Anyone who claims to not enjoy the movie Mamma Mia has never seen it in a Greek theatre. By the end, we were all dancing to the last chorus of “Waterloo.” Dylan was a surprisingly good dancer, I noted, impressed, as he twirled me into the aisle without tripping over the maze of upturned chairs. It was a good thing he was singing totally off-key, because I would have felt far too inferior otherwise. As the song ended and everyone started laughing and clapping, I struck a silly pose, throwing my arms upwards and wrinkling my nose. Dylan laughed and slowly wrapped his arms around my waist and pulled me closer to him.
“I had a nice time tonight,” He said softly, keeping one arm around my waist and freeing the other to lift my hair out of my face.
“Me too.” His eyes were very close to mine, but I didn’t feel the want to escape the contact anymore. He kept playing with my hair lightly, then formed a firmer grip in it and pulled me closer.
It wasn’t technically my first kiss. I’d had a beautiful fling when I was 6 with the next-door neighbor, Kevin. I’d also had a brief kiss the year before at a party, but I liked to pretend that had never happened.

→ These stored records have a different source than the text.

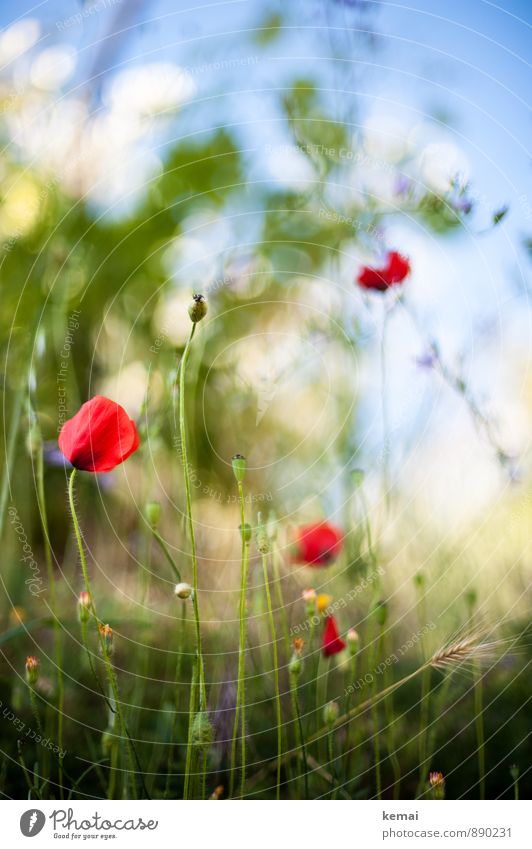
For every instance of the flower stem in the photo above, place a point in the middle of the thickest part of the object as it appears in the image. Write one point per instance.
(191, 714)
(300, 737)
(275, 672)
(110, 673)
(53, 606)
(240, 708)
(190, 523)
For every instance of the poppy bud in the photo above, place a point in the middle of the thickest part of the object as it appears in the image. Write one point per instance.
(152, 512)
(322, 602)
(353, 641)
(106, 633)
(202, 731)
(330, 713)
(34, 439)
(32, 670)
(197, 308)
(239, 467)
(183, 590)
(245, 532)
(309, 597)
(295, 666)
(381, 613)
(263, 543)
(437, 785)
(84, 606)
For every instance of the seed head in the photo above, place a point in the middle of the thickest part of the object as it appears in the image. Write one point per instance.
(437, 785)
(245, 532)
(309, 597)
(32, 670)
(239, 467)
(330, 713)
(202, 731)
(381, 612)
(183, 590)
(353, 641)
(197, 308)
(84, 606)
(106, 633)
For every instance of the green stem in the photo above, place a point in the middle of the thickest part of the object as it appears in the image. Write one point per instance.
(390, 722)
(190, 523)
(479, 726)
(240, 708)
(109, 670)
(53, 606)
(300, 737)
(275, 672)
(330, 754)
(191, 714)
(178, 669)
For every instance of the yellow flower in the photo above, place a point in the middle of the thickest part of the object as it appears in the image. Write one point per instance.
(323, 601)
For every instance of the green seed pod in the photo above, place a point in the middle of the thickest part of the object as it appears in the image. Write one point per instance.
(295, 667)
(152, 511)
(331, 712)
(84, 607)
(183, 590)
(245, 532)
(239, 467)
(32, 670)
(202, 731)
(381, 612)
(197, 308)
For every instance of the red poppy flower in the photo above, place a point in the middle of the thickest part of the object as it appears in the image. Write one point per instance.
(318, 544)
(394, 271)
(331, 642)
(99, 437)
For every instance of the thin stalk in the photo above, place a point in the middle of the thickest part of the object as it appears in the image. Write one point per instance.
(424, 709)
(390, 721)
(110, 673)
(330, 754)
(240, 712)
(280, 601)
(191, 714)
(479, 727)
(53, 606)
(300, 737)
(275, 673)
(375, 717)
(349, 748)
(179, 665)
(190, 523)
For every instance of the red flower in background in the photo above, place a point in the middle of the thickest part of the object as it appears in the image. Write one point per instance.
(331, 642)
(318, 544)
(395, 270)
(99, 437)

This was different, though. Softer, slower. I felt our bodies connect through every sense: the smell of his cologne mixed with the detergent whiff of his freshly washed shirt, the softness of his hands in my hair, the gentle taste of his lips against mine. The moment seemed to last forever as I took in every aspect of this sweetness. When our lips broke apart at last, our eyes met again, and I could see nothing beyond those blue orbs. I smiled lightly, aware of a soft tingling in my lips. Dylan’s hand moved down to take my hand, and we walked back to the metro mostly in silence.
“I had a really great time tonight,” I murmured, still entranced, when we parted ways at the escalators. My fingers fiddled with the edges of my skirt and I rubbed the back of my knee with my foot to reach an itch that had been bothering me for most of the movie.
“Me too.” Dylan leaned in to kiss me briefly, and we walked away from each other. I looked back before getting on the escalator, and Dylan smiled at me before disappearing down the grey stairs. I leaned back into the metro car chair when the train finally came whirling into view, crossing my arms over my stomach and sighing deeply. My eyelids drooped slightly over my sleepy eyes, and my neck rolled back to let my head rest on the back of the chair. A strange feeling was sweeping through my veins, though I couldn’t tell if it was part of the happiness that was coursing through me. It felt different, though, as though my body was trying to counteract the contentment with a strange sort of melancholy. I slumped forward, resting my head on one hand and rubbing the back of my neck with the other in an attempt to shake the now-familiar feeling that I was being watched. As the prickly feeling vanished with the contact, I sighed again, closing my eyes to appreciate the happiness of the moment.